4.Goederen en landen van bestemming waarop de uitvoervergunningen betrekking hebben


4.1    De informatie die wordt verstrekt door de bevoegde autoriteiten bevat soms vergunningen voor uitvoer naar bestemmingen die worden vermeld in de algemene Unie-uitvoervergunning (bijlage V bij Verordening (EU) 2019/125) van in bijlage IV vermelde goederen. Dergelijke uitvoer vindt doorgaans plaats krachtens de algemene Unie-uitvoervergunning zonder dat een door een lidstaat verleende individuele of globale vergunning wordt verkregen. Het is onduidelijk of in die gevallen aan de voorwaarden van de algemene Unie-uitvoervergunning werd voldaan of dat er een andere verklaring is. Het is bijvoorbeeld mogelijk dat de exporteur er de voorkeur aan gaf om een individuele of globale vergunning te verkrijgen.
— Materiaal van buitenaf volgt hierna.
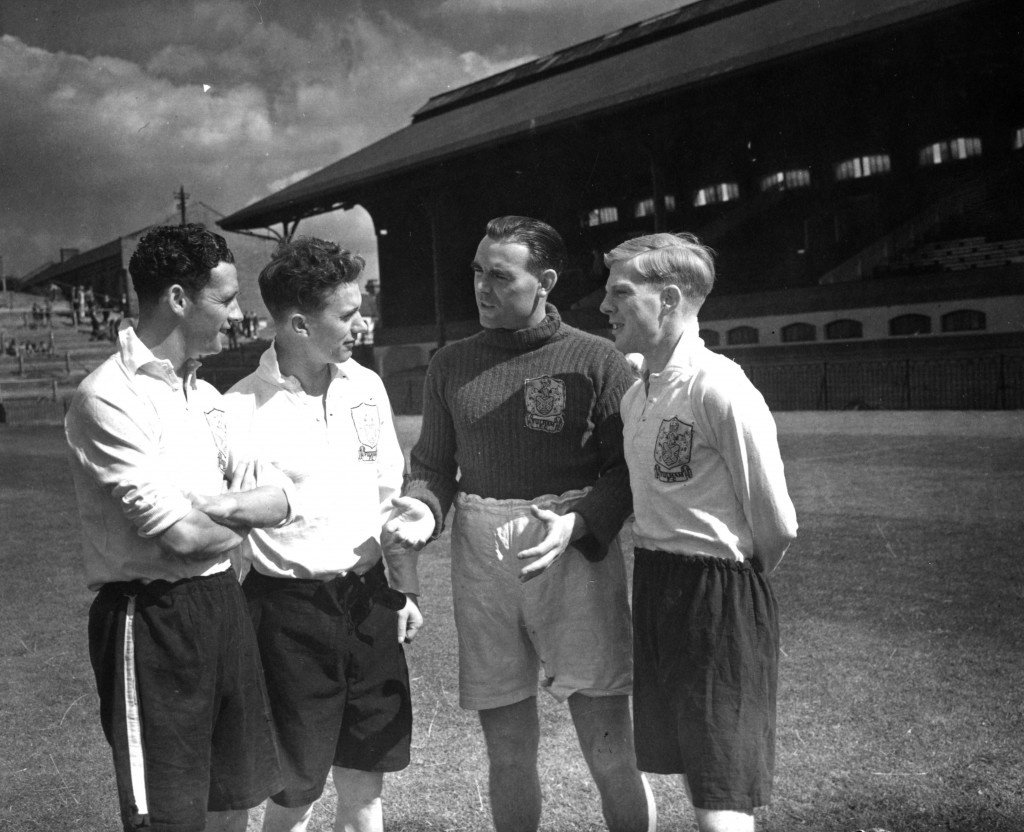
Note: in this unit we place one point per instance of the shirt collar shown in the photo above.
(138, 358)
(530, 336)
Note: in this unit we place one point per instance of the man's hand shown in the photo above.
(246, 475)
(560, 530)
(261, 507)
(411, 524)
(410, 620)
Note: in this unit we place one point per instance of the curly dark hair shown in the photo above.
(176, 254)
(547, 250)
(303, 273)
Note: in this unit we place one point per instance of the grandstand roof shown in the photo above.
(697, 42)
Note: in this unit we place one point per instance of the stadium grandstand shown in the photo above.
(857, 164)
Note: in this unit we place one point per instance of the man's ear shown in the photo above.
(298, 324)
(177, 297)
(548, 280)
(672, 297)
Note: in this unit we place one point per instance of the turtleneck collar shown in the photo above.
(528, 337)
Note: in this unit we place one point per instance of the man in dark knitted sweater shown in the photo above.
(521, 433)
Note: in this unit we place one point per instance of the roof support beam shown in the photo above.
(432, 203)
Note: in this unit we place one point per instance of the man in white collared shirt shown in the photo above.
(713, 520)
(172, 650)
(330, 627)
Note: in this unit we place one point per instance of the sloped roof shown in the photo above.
(699, 41)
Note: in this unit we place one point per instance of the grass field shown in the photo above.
(901, 676)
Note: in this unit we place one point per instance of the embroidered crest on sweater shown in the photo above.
(672, 451)
(218, 429)
(368, 429)
(545, 404)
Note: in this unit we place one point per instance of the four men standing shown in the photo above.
(522, 433)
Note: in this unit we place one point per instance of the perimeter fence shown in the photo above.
(976, 382)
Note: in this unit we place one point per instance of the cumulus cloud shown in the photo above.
(95, 146)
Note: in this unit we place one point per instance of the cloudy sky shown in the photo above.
(108, 107)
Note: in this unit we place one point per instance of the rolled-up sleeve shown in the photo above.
(121, 455)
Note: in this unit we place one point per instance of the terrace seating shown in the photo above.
(958, 254)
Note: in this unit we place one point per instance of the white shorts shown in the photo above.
(569, 626)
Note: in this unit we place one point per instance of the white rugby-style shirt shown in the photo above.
(705, 466)
(141, 441)
(342, 454)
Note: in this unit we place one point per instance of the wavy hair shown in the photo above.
(303, 273)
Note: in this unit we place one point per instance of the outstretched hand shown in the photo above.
(410, 620)
(560, 530)
(411, 523)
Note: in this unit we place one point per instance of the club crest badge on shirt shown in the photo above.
(545, 404)
(368, 429)
(218, 429)
(672, 451)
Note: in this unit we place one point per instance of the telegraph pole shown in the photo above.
(181, 196)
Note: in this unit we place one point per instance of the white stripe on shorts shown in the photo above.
(133, 721)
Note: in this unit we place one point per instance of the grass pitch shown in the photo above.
(902, 605)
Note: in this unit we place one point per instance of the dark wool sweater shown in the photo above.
(520, 414)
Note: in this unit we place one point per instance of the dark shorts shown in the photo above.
(706, 669)
(181, 701)
(336, 674)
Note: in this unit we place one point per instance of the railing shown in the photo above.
(982, 382)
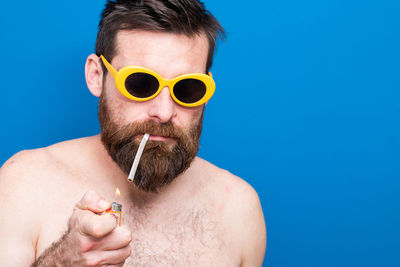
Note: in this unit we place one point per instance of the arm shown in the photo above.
(91, 239)
(18, 228)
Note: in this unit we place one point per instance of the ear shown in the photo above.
(94, 74)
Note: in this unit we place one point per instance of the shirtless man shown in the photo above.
(180, 210)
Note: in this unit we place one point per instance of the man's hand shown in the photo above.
(93, 238)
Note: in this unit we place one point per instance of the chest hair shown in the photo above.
(174, 237)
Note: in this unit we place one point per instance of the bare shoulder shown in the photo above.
(37, 166)
(243, 217)
(33, 182)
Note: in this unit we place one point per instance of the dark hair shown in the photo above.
(188, 17)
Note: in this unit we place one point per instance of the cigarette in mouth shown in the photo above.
(137, 157)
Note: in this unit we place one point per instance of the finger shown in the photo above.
(119, 238)
(94, 202)
(97, 226)
(118, 256)
(105, 258)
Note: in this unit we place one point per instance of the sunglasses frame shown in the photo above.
(121, 76)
4.2    Eén lidstaat specificeerde niet welke in bijlage IV vermelde goederen de gemelde vergunningen betroffen. De bestemmingen van de uitvoer waarvoor door die lidstaat een vergunning werd verleend, zijn opgenomen in de samenvatting onder de kop “Andere of geen bijlage-IV-specificatie”.


4.3    Een andere lidstaat meldde dat de goederen waren “uitgevoerd” naar een van de Kanaaleilanden. Deze informatie is voor het doel van het onderhavige verslag niet in aanmerking genomen omdat een dergelijke leverantie niet valt onder de definitie van uitvoer in artikel 2, onder d), van Verordening (EU) 2019/125.


4.4    Bijlagen 4 en 5 bij dit verslag bevatten informatie over de bestemmingen van de uitvoer waarvoor de lidstaten in respectievelijk 2017 en 2018 vergunning hebben verleend. Als in de lijst met bestemmingen een bepaalde naam wordt gebruikt, moet deze niet worden opgevat als een referentie die verder gaat dan die naar een (douane)gebied dat gewoonlijk onder die naam bekend staat.


_____


(1)

   PB L 200 van 30.7.2005, blz. 1.

(2)

   PB L 30 van 31.1.2019, blz. 1.

(3)

     Zie bijlage X bij Verordening (EU) 2019/125 voor een lijst met wijzigingen.

(4)

     Dit verslag bevat geen informatie over het gebruik door exporteurs van de algemene Unie-uitvoervergunning voor de uitvoer van in bijlage IV (bijlage V bij Verordening (EU) 2019/125) vermelde goederen.

(5)

     In artikel 2, onder d), van Verordening (EU) 2019/125 wordt “uitvoer” gedefinieerd als “elk vertrek van goederen uit het douanegebied van de Unie, met inbegrip van het vertrek van goederen waarvoor een douaneaangifte vereist is en het vertrek van goederen na de opslag ervan in een vrije zone in de zin van Verordening (EU) nr. 952/2013 van het Europees Parlement en de Raad”.

(6)

     Zie voor volledige definities van de termen “individuele vergunning” en “globale vergunning” artikel 2, onder p) respectievelijk q).

(7)

     Zie de punten 3.2 en 3.3 van bijlage III bij Verordening (EU) 2019/125.